I know, but ... do they really just not care anymore? 


Those two parts of me go to war. The me who’s afraid scolds the me who needed to leave. 


It’s not too late, she says. You can go back. Right now, you can pack a bag and just say you’re sorry. 


But I can’t, the other part of me argues. And I’m not sorry. 


You’ve lost everything! the scared me screams. You just threw it all away, and now look at you. 


No, I say. I didn’t lose everything, I gained freedom! Look at this apartment–it’s all mine. No religious rules, nobody watching my every move. It’s just me. 


Sure, you got your freedom. But at what cost? 


I look around my apartment. The road-side couch. The bare cupboards. The too-big TV on the too-small table. Then I look down at my phone.
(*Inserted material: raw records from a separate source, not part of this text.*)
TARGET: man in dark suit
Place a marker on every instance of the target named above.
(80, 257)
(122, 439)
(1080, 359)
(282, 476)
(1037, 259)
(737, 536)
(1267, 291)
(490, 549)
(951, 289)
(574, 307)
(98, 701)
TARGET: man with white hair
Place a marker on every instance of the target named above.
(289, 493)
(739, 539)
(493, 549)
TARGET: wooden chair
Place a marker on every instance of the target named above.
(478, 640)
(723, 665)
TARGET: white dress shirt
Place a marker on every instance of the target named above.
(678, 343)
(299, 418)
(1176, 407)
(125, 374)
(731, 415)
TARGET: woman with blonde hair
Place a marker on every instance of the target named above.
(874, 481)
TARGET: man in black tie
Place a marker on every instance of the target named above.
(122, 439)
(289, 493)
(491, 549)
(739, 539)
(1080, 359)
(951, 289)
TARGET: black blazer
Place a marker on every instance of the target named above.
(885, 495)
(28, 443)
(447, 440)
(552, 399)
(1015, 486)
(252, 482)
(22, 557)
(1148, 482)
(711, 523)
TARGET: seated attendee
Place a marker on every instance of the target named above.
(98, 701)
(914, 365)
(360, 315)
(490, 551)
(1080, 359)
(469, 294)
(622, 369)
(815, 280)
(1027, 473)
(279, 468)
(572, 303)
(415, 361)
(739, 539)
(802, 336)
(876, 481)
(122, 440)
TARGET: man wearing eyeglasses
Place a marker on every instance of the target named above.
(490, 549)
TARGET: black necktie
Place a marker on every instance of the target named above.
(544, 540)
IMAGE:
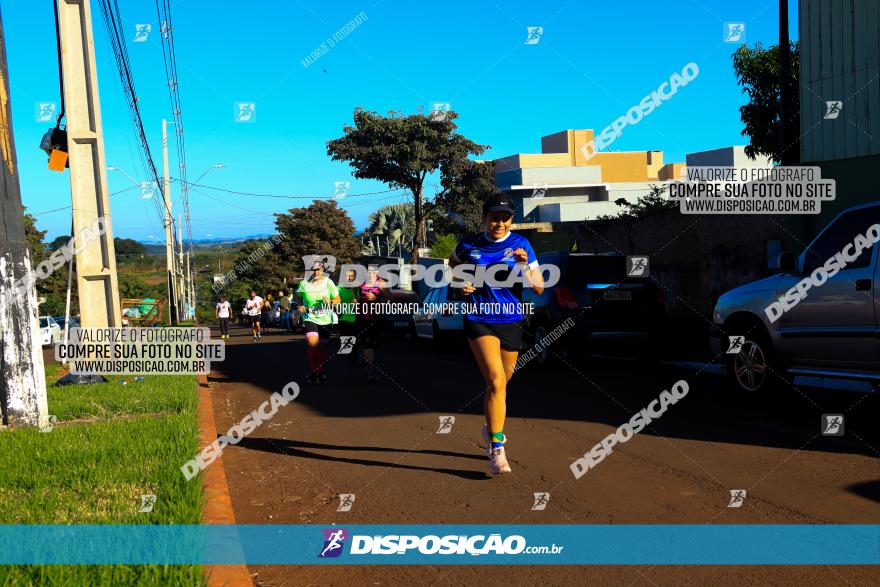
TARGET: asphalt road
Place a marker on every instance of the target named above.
(380, 443)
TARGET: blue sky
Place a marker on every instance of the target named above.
(594, 61)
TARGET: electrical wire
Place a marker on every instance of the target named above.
(240, 193)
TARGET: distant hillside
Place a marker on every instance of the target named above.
(207, 243)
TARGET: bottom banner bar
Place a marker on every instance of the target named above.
(649, 544)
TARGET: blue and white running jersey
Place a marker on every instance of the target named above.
(495, 305)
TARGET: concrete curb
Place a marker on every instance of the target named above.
(218, 503)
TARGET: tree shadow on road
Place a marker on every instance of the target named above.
(413, 380)
(293, 448)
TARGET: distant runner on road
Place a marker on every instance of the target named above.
(317, 293)
(370, 323)
(223, 311)
(253, 307)
(495, 337)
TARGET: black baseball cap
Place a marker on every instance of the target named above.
(498, 203)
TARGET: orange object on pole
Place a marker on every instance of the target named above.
(57, 160)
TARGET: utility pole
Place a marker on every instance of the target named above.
(22, 379)
(181, 287)
(169, 231)
(192, 293)
(96, 263)
(789, 147)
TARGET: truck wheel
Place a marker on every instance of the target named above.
(436, 334)
(754, 368)
(543, 356)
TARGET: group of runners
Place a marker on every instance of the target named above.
(494, 336)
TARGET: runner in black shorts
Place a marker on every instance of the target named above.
(495, 327)
(318, 293)
(369, 322)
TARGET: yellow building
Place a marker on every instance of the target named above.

The screen stays dark. I tap it anyway, just in case I missed something. Nothing. Still nothing.


I can’t take it. I said I wouldn’t, but—maybe it won’t be so bad. Maybe she’ll answer. Maybe she’s just been waiting for me to reach out first.


My mom sends me to voicemail. 


I throw the useless, pointless phone across the room. It shatters against the wall, glass scattering across the floor. The lamp flickers, casting shadows of the broken pieces.


I put my head in my hands, too angry to cry but too devastated to breathe evenly. 


Maybe ... maybe the cost was too high. But do I want to take it back? Do I want to go back? 


Which is worse: freedom or loneliness?